CMAL: A Novel Cross-Modal Associative Learning Framework for Vision-Language Pre-Training

With the flourishing of social media platforms, vision-language pre-training (VLP) recently has received great attention and many remarkable progresses have been achieved. The success of VLP largely benefits from the information complementation and enhancement between different modalities. However, most of recent studies focus on cross-modal contrastive learning (CMCL) to promote image-text alignment by pulling embeddings of positive sample pairs together while pushing those of negative pairs apart, which ignores the natural asymmetry property between different modalities and requires large-scale image-text corpus to achieve arduous progress. To mitigate this predicament, we propose CMAL, a Cross-Modal Associative Learning framework with anchor points detection and cross-modal associative learning for VLP. Specifically, we first respectively embed visual objects and textual tokens into separate hypersphere spaces to learn intra-modal hidden features, and then design a cross-modal associative prompt layer to perform anchor point masking and swap feature filling for constructing a hybrid cross-modal associative prompt. Afterwards, we exploit a unified semantic encoder to learn their cross-modal interactive features for context adaptation. Finally, we design an associative mapping classification layer to learn potential associative mappings between modalities at anchor points, within which we develop a fresh self-supervised associative mapping classification task to boost CMAL's performance. Experimental results verify the effectiveness of CMAL, showing that it achieves competitive performance against previous CMCL-based methods on four common downstream vision-and-language tasks, with significantly fewer corpus. Especially, CMAL obtains new state-of-the-art results on SNLI-VE and REC (testA).

翻译：随着社交媒体平台的蓬勃发展，视觉-语言预训练（VLP）近年来受到广泛关注并取得了许多显著进展。VLP的成功很大程度上得益于不同模态间的信息互补与增强。然而，近期大多数研究集中于跨模态对比学习（CMCL），通过拉近正样本对的嵌入表示并推远负样本对来促进图文对齐，这种方法忽视了不同模态间天然存在的不对称性，且需要大规模图文语料才能取得有限的进展。
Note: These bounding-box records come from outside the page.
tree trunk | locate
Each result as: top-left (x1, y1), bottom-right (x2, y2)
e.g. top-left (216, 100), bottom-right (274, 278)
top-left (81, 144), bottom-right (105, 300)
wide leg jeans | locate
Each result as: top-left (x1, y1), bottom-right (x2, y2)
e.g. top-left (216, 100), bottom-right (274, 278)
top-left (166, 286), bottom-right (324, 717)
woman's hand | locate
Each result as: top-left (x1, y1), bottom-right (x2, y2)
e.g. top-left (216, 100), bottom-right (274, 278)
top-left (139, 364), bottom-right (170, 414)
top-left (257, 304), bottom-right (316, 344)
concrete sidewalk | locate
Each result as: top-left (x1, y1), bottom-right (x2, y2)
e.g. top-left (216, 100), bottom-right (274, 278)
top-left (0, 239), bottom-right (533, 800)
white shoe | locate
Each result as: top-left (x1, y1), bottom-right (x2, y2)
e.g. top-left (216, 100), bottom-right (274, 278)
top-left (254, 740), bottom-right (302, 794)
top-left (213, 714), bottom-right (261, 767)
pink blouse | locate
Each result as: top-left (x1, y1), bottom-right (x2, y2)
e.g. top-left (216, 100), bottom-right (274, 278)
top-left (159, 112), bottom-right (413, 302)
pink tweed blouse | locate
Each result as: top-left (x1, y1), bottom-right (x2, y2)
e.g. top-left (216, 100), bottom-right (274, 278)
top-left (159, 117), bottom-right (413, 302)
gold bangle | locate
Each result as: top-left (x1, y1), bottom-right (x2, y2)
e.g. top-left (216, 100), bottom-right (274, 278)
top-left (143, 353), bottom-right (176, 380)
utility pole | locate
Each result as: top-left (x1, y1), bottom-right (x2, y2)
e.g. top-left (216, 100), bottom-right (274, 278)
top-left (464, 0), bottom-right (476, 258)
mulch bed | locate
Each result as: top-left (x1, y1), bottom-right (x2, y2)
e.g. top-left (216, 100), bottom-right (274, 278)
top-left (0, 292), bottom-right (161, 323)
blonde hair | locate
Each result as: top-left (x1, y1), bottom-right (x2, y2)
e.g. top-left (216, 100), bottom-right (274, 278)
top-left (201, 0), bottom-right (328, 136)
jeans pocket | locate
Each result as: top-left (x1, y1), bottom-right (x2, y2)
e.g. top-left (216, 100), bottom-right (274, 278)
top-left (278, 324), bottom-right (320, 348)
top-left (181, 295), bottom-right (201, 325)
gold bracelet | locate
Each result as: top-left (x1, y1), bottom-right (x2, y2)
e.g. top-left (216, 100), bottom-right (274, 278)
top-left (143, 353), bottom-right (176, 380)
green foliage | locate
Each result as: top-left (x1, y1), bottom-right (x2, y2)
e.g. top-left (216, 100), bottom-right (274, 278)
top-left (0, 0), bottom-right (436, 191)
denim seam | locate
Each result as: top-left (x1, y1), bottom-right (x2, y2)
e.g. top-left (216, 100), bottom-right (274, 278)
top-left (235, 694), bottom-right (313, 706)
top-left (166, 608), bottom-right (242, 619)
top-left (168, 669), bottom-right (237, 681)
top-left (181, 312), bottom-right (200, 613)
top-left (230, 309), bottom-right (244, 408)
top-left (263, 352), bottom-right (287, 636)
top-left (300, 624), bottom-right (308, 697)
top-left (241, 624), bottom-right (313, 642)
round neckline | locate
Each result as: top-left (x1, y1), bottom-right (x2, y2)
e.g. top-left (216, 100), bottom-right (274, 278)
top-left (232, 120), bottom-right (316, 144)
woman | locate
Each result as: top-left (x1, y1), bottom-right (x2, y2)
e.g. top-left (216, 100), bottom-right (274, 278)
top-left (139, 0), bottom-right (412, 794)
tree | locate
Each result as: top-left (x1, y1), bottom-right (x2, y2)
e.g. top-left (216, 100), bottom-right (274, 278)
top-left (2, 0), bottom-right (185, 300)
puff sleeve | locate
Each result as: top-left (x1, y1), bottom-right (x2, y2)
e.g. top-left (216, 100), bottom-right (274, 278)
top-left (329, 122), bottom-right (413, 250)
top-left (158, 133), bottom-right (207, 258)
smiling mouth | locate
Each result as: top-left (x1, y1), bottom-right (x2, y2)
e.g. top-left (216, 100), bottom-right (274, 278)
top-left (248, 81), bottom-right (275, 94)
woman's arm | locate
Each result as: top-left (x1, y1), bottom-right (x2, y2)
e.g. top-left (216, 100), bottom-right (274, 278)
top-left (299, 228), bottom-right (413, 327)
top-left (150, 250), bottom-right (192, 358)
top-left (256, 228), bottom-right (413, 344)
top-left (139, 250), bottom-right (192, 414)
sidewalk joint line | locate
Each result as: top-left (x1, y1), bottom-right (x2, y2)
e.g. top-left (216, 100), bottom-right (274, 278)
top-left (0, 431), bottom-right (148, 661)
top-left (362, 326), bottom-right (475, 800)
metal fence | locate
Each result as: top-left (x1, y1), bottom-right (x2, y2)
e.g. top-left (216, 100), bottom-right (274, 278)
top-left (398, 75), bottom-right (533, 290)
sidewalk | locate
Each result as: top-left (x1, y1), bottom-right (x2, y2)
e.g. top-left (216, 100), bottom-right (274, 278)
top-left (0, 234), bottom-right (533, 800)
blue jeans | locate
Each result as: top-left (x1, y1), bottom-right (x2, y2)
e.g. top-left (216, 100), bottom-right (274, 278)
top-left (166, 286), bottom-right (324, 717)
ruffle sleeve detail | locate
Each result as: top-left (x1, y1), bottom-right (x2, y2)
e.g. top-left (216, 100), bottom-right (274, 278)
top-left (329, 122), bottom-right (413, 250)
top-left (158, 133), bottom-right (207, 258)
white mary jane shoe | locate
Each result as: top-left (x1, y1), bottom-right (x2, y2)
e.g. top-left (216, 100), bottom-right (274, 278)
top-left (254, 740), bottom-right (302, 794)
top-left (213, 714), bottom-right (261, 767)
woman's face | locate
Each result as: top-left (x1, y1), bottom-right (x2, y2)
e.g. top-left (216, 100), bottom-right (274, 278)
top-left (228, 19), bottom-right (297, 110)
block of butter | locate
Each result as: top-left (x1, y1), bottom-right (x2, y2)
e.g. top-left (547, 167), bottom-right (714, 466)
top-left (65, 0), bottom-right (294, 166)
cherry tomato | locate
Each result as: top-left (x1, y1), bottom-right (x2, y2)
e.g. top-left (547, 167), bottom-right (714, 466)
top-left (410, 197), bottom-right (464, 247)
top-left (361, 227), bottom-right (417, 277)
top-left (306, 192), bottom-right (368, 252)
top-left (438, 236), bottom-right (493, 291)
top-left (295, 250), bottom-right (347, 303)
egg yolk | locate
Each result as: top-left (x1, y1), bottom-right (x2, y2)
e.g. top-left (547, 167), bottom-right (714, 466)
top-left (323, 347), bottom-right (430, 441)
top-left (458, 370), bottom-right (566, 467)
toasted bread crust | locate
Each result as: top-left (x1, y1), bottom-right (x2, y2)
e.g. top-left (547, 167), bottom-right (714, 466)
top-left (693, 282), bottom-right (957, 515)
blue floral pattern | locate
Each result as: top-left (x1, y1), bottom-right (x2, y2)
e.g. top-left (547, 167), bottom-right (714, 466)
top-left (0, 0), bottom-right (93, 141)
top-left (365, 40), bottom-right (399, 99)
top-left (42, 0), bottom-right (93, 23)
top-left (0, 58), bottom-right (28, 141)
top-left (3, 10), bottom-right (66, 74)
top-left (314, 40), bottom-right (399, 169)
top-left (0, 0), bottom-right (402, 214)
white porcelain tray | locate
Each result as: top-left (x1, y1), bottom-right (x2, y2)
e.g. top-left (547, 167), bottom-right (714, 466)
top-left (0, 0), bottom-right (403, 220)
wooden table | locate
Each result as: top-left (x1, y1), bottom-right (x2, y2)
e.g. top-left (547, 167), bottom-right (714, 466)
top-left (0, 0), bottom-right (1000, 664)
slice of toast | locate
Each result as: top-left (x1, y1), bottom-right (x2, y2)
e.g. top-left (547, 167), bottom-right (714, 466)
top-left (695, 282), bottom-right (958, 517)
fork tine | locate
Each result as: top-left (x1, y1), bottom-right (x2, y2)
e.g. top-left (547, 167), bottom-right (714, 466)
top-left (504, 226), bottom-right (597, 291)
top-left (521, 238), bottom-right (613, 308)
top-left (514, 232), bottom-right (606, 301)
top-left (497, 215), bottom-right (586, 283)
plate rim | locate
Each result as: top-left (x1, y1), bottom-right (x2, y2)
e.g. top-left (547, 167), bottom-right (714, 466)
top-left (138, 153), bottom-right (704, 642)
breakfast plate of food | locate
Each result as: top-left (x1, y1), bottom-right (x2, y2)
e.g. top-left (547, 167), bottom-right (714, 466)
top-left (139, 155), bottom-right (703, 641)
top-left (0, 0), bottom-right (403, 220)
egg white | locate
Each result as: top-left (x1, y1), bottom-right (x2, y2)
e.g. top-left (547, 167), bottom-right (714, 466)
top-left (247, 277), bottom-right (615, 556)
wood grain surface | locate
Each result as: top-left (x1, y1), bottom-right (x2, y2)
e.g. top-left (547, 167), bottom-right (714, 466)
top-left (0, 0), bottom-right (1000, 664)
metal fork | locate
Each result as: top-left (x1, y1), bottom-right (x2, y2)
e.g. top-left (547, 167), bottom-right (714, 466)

为缓解这一困境，我们提出CMAL——一种基于锚点检测与跨模态关联学习的VLP框架。具体而言，我们首先将视觉对象与文本词元分别嵌入独立超球空间以学习模态内隐特征，随后设计跨模态关联提示层，通过锚点掩蔽与交换特征填充构建混合跨模态关联提示。接着，我们利用统一的语义编码器学习其跨模态交互特征以实现上下文适配。最后，我们设计关联映射分类层以学习锚点处模态间的潜在关联映射，并创新性地提出自监督关联映射分类任务以提升CMAL性能。实验结果验证了CMAL的有效性：在四个常见下游视觉-语言任务中，CMAL以显著更少的语料量取得了与现有基于CMCL的方法相竞争的性能。特别是在SNLI-VE和REC（testA）数据集上，CMAL取得了新的最优结果。